Analyst Calls Zynga an Underperformer Days Before Its IPO
Sterne Agee has initiated coverage of Zynga with an underperform rating before the San Francisco social games company even has a chance to go public.
Zynga, which makes some of the better-known games on Facebook, like FarmVille and CityVille, is seeking to raise $1 billion in a public offering later this week. If successful, it will be the largest IPO from a U.S. Internet company since Google raised $1.7 billion in 2004.
But not everyone is buying the company’s growth story.
Sterne Agee analyst Arvind Bhatia said the bottom line is that the company’s hyper-growth is not sustainable, and that new titles, like CastleVille and Mafia Wars 2, are not tracking as well as such classics as FarmVille, or even CityVille.
That’s in steep contrast to bold claims made by Zynga as recently as last week that it will be able to double the number of paying customers it currently has.
But Bhatia argued that Zynga remains too dependent on Facebook despite efforts to diversify to mobile and to build its own game network.

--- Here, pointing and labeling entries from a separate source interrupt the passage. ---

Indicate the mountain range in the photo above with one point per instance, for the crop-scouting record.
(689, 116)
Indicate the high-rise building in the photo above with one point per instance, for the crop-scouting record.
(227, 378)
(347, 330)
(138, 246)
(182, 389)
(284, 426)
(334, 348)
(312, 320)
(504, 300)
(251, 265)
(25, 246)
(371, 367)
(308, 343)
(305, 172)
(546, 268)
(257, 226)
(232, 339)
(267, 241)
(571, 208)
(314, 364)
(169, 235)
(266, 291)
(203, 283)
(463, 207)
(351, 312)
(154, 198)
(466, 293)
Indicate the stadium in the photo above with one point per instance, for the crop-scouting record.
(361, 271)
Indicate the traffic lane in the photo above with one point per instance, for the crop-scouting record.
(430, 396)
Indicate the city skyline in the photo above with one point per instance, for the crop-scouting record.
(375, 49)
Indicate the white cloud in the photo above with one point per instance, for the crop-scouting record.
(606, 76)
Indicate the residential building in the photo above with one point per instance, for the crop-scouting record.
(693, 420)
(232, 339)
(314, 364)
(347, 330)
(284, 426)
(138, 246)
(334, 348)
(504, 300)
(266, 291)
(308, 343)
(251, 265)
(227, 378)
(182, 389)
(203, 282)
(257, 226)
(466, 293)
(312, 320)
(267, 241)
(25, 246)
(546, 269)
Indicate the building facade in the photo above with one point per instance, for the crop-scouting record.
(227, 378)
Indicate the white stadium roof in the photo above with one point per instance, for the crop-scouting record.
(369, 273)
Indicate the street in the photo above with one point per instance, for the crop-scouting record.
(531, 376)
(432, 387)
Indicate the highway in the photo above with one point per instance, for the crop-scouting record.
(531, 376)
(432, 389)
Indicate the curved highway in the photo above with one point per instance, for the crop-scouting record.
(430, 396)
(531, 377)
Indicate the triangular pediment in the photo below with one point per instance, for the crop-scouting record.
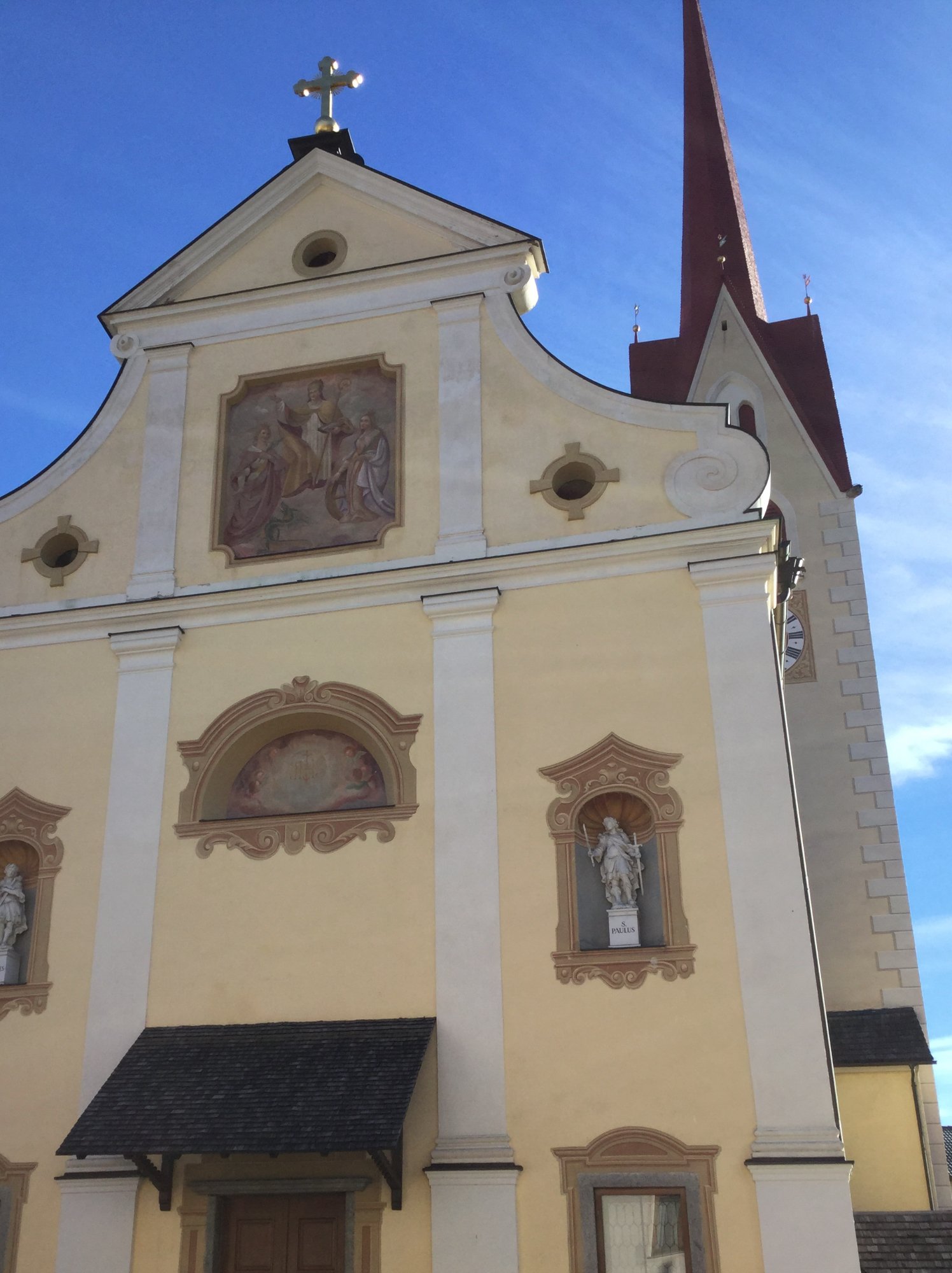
(379, 221)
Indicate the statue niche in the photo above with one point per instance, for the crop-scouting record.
(306, 764)
(615, 827)
(30, 861)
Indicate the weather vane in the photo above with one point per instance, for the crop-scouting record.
(328, 83)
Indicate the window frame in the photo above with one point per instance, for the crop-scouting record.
(643, 1192)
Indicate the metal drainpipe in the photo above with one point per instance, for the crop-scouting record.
(923, 1143)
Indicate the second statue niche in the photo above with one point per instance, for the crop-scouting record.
(615, 824)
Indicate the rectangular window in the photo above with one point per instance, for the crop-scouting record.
(642, 1232)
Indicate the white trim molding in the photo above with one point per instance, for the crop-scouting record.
(464, 229)
(155, 570)
(806, 1218)
(878, 829)
(780, 985)
(474, 1211)
(97, 1216)
(123, 952)
(461, 533)
(114, 408)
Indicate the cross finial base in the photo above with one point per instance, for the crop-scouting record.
(328, 83)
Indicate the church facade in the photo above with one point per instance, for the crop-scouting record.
(441, 827)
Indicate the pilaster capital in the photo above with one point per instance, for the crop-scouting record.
(736, 580)
(170, 358)
(459, 309)
(458, 614)
(146, 651)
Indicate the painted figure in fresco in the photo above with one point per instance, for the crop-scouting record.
(13, 907)
(620, 864)
(306, 772)
(312, 436)
(363, 475)
(258, 484)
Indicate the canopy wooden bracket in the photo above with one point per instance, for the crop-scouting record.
(393, 1172)
(161, 1177)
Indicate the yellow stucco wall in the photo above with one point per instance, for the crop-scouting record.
(528, 426)
(55, 745)
(820, 743)
(102, 497)
(409, 341)
(307, 936)
(881, 1135)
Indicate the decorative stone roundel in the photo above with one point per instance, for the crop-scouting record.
(573, 482)
(60, 551)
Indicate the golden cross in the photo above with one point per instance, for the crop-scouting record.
(328, 83)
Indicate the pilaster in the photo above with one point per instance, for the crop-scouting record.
(473, 1176)
(876, 827)
(797, 1132)
(153, 571)
(99, 1195)
(461, 535)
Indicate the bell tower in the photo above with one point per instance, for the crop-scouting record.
(776, 379)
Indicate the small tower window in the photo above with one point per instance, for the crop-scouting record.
(746, 419)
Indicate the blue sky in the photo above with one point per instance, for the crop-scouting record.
(128, 129)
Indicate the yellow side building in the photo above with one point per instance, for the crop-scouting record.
(402, 862)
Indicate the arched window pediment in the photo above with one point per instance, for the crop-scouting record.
(307, 764)
(29, 842)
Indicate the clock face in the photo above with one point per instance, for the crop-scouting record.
(796, 640)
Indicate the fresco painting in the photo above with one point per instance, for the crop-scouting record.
(307, 772)
(310, 460)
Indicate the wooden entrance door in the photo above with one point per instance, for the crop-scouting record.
(278, 1234)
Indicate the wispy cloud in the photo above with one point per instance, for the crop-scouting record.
(942, 1052)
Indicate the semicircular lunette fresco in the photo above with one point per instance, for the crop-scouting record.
(307, 772)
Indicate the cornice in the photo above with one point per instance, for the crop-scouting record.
(334, 297)
(391, 584)
(724, 581)
(111, 412)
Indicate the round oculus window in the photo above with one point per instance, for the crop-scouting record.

Bhatia used a couple of pretty charts to help make his case. He tracked bookings over several periods to see how revenues were trending. Bookings can be a more accurate picture of the company’s current performance, rather than revenues, which may account for virtual goods sold over several quarters.
Bhatia’s report throws cold water on a couple of positive stories that emerged over the past couple of days pointing out that Zynga is currently dominating the social games charts, with its titles now holding all of the top five spots.
According to AppData, the top games are: CityVille, CastleVille, FarmVille, Zynga Poker and Words With Friends. Electronic Arts’ The Sims Social ranks No. 6.
Unfortunately, the daily rankings can be easily influenced. If a company has the budget, it can push titles to the top through the use of marketing campaigns. It may not be sustainable, but for a short period of time, it’s conceivable. Although, to be clear, there’s no way to tell if Zynga has increased its marketing in its run-up to an IPO.
The question remains whether Zynga will be able to achieve its goal of selling 100 million shares at $8.50 to $10 apiece.
Bhatia, who doesn’t own any shares and doesn’t do any investment banking work for the company, says a more appropriate price target is probably $7 a share.